In recent years, Mathematical Finance has witnessed the emergence of new research directions spurred by developments of financial markets, technological advances, and societal challenges. On the one hand, financial markets have seen the introduction of new financial products, regulatory frameworks, and trading infrastructures. On the other hand, artificial intelligence and machine learning techniques are introducing revolutionary changes in numerical methods in finance, overcoming computational challenges considered insurmountable until recently. In addition, new types of risks, such as climate-related and cyber-risks, have gained prominence, significantly impacting financial institutions and society at large.

This special issue on Recent Advances in Mathematical Methods for Finance provides a comprehensive overview of some of the latest developments in Mathematical Finance. We decided to launch this special issue on the occasion of the 10th General AMaMeF Conference, organised by the Guest Editors at the University of Padova and held in a virtual format on June 22–25, 2021. AMaMeF is the acronym for Advanced Mathematical Methods for Finance, and was born as a programme network of the European Science Foundation from 2005 to 2010, under the Sixth Framework Program for research and technological development of the European Union. AMaMeF now represents a European network of research promoting the exchange and diffusion of knowledge in the field of Mathematical Finance, spanning more than 20 countries. The biannual general conference stands as the flagship event of the AMaMeF network. The 10th General AMaMeF Conference spanned a broad range of topics in mathematical finance, including algorithmic trading and financial technologies, asset pricing under market frictions, collateralization and XVA, credit risk and interest rate modeling, energy and commodity markets, equilibrium and principal-agents models, climate risk, green and sustainable finance, machine learning and computational methods in finance, market microstructure, mean-field games and McKean–Vlasov equations, model uncertainty, model risk and robust finance, risk measures, stochastic control and portfolio optimization, stochastic volatility modeling, systemic risk and financial networks. These topics were specifically targeted by the call for papers for the special issue, which was open to the entire scientific community and not restricted to papers presented at the conference.

The special issue contains 44 papers, which underwent a rigorous peer review process under the supervision of the Guest Editors.

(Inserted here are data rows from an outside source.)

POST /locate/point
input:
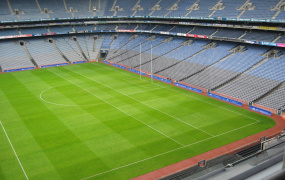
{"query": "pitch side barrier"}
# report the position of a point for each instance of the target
(268, 113)
(53, 65)
(224, 99)
(18, 69)
(151, 18)
(79, 62)
(142, 31)
(189, 87)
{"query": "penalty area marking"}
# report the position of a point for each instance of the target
(14, 151)
(142, 103)
(122, 72)
(41, 97)
(118, 109)
(105, 172)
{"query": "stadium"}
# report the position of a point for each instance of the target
(142, 89)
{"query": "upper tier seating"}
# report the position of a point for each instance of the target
(28, 9)
(13, 56)
(43, 52)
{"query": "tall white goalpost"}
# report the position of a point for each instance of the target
(151, 62)
(140, 60)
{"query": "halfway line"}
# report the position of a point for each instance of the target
(120, 110)
(14, 151)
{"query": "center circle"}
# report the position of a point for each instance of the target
(68, 95)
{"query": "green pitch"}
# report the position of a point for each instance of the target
(94, 121)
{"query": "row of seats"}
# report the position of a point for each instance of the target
(259, 35)
(247, 75)
(29, 9)
(45, 51)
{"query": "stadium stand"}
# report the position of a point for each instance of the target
(257, 82)
(260, 35)
(261, 10)
(28, 9)
(8, 32)
(68, 47)
(274, 100)
(13, 56)
(196, 59)
(43, 52)
(229, 33)
(226, 70)
(34, 31)
(230, 9)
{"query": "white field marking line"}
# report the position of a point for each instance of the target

Coherently with the title of the special issue, in the selection of the submitted papers emphasis was placed on the originality and interest of the mathematical methods employed, alongside the relevance of their financial applications. The selected papers encompass theoretical contributions as well as more applied research, offering a comprehensive view of promising research directions in mathematical finance.

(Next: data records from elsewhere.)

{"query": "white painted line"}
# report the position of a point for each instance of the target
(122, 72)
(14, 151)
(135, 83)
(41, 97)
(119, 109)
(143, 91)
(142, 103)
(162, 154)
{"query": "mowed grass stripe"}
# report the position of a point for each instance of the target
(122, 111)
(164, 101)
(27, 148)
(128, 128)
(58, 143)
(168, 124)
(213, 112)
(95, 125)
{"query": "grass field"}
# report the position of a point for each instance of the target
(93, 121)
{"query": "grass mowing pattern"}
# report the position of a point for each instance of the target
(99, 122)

We are thankful to Prof. Endre Boros, Editor-in-Chief of Annals of Operations Research, for giving us the opportunity to edit this special issue and to the Springer staff for their assistance throughout the production process. We are grateful to the referees for their valuable feedback and constructive criticisms, which aided in the selection of the submissions and enhanced the quality of accepted papers. Finally, our most sincere gratitude goes to the authors of the submitted papers, for contributing their work to this special issue. We hope that this collection of papers will stimulate further research on several emerging topics in Mathematical Finance.